Medical devices are divided into three classes (I, II, or III) depending on their "risk." Pacemakers and ICDs are considered "high risk" devices (Class III) because people's lives or health may very well depend on the adequate function of these devices.
So how does a new pacemaker go from the drawing board on the inventor's desk at a manufacturer to being ready for implant into the human body? It has to be approved by the Food & Drug Administration (FDA). For Class III devices, the process is called pre-market approval or PMA.
A PMA is actually an application that a company makes to the FDA asking for its new pacemaker or ICD (or other high-risk device) to be commercially cleared for release. In other words, the company wants to be able to start selling its products to the American healthcare consumer.

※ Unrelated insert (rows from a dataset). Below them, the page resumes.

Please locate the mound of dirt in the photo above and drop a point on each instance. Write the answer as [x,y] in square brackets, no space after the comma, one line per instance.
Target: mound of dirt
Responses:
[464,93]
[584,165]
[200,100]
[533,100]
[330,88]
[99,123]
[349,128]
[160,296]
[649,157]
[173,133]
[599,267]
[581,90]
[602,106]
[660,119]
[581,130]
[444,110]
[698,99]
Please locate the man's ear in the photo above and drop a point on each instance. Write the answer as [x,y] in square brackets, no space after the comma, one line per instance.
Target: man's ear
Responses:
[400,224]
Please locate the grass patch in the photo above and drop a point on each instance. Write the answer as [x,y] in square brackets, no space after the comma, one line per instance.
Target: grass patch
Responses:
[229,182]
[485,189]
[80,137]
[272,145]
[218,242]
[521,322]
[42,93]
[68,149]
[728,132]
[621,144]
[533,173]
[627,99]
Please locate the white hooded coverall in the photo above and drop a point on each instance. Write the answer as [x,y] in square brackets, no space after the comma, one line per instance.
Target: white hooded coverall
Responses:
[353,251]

Part of the PMA process involves collecting data on the device. The FDA is mainly interested in safety (which is self explanatory) and efficacy (which is a fancy term that means the device does what it says it does). Among the information that the FDA wants to see in a PMA are data from scientific studies proving the device is safe and efficacious.
In order to get that data, the manufacturer conducts studies or arranges for third parties to conduct studies on its behalf. The system works on checks-and-balances, that is, the manufacturers run the studies but the FDA has to approve them.
If the company can show the FDA sufficient data backing up its product, the product is cleared for market release. At that point, the paperwork of the PMA, including most of the study data, product manuals, and some correspondence, is made public.
The JAMA paper is the first time (to my knowledge–I may be wrong here) that anyone has gone back and dug through the studies used to support PMAs.
No one is charging that the process for approving pacemakers is flawed. The PMA methodology of submitting scientific study data to support a product's claims seems to be working. The notion that manufacturers conduct the studies and the FDA approves them has not been called into question, either. The problem raised in the Dhruva article in JAMA is this: the scientific data used to support these PMAs is not as scientifically rigorous as it ought to be.
Are they right? The JAMA article makes a pretty compelling case, but we do not know exactly why manufacturers ran the studies the way they did and why the FDA accepted them. There may be more to the story than we are seeing.
Furthermore, there are a lot of pressures right now on the entire healthcare industry. Americans want better medical care at lower prices and faster turnaround times from the FDA. In demanding so much, it appears we have come up short in some areas. The problem may not be that studies were imperfect but that we need to make hard choices: do we want more stringent, scientifically sound cardiac device approvals and, if so, are we willing to take the time and pay the cost?